Title: All the Diamonds in the World
Author: Mark Guscin
Available from: Amazon
I received a request for review from the author of this book, and was provided a free copy to read.
I gave up on this book 30% into it, and it was a struggle to get that far.
I found this book to be a snoozer, nothing thrilling about it, nothing close to The Da Vinci Code. I decided to give up when I was reading the detailed historical background of a character I assume will become far more interesting later in the book (otherwise, why spend so much time on her history?) – and found I really didn’t care about the character enough to keep slogging through the details of her life, and I didn’t care enough about the story to slog through the details of her life to find out why they were important to the story.

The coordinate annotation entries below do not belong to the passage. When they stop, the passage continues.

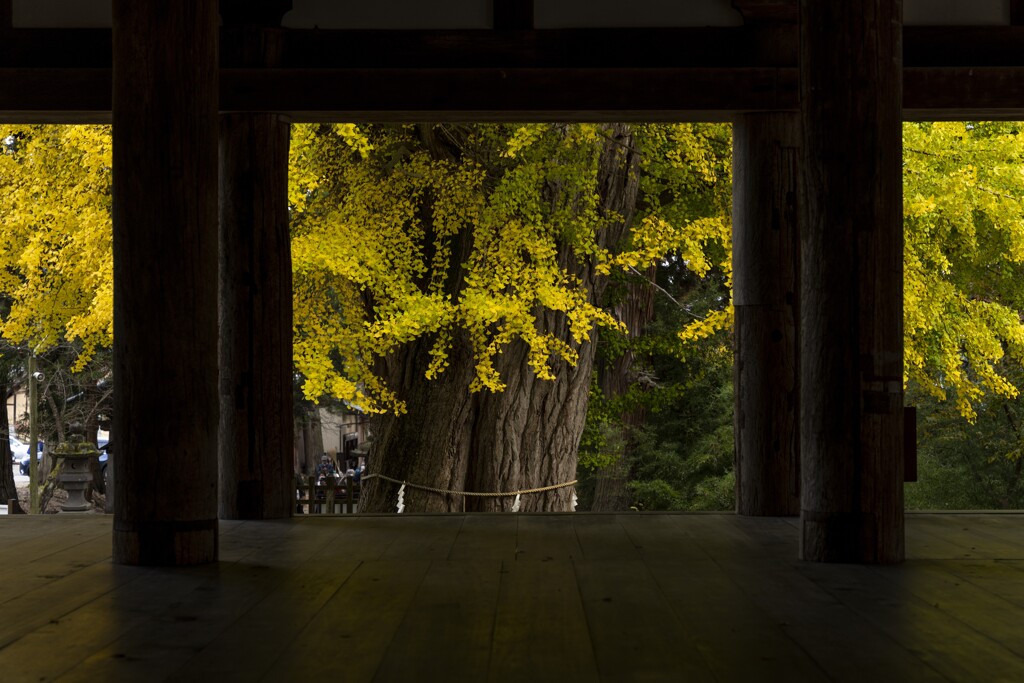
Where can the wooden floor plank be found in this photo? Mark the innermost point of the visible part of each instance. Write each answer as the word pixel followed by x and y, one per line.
pixel 541 631
pixel 724 621
pixel 547 538
pixel 969 532
pixel 486 537
pixel 602 538
pixel 964 605
pixel 59 645
pixel 431 538
pixel 660 537
pixel 946 646
pixel 508 597
pixel 349 636
pixel 455 603
pixel 845 645
pixel 635 634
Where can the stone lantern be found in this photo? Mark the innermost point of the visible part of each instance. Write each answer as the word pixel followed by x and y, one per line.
pixel 76 471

The author spends a lot of words on details that fail to move the story forward. Frankly, I found it boring. A third into a book billed as a thriller and page-turner, the “middle-aged historian” is a barely developed character. I know more about a woman he meets and an ancient Byzantium general and emperor than I know about this historian. I know even less about the object he seeks, the mystery surrounding it and the search to find it.
The premise show promise; unfortunately, in my opinion the storytelling doesn’t deliver on the promise. If you’re looking for a thriller and page turner, save yourself the $9.99 – this isn’t it.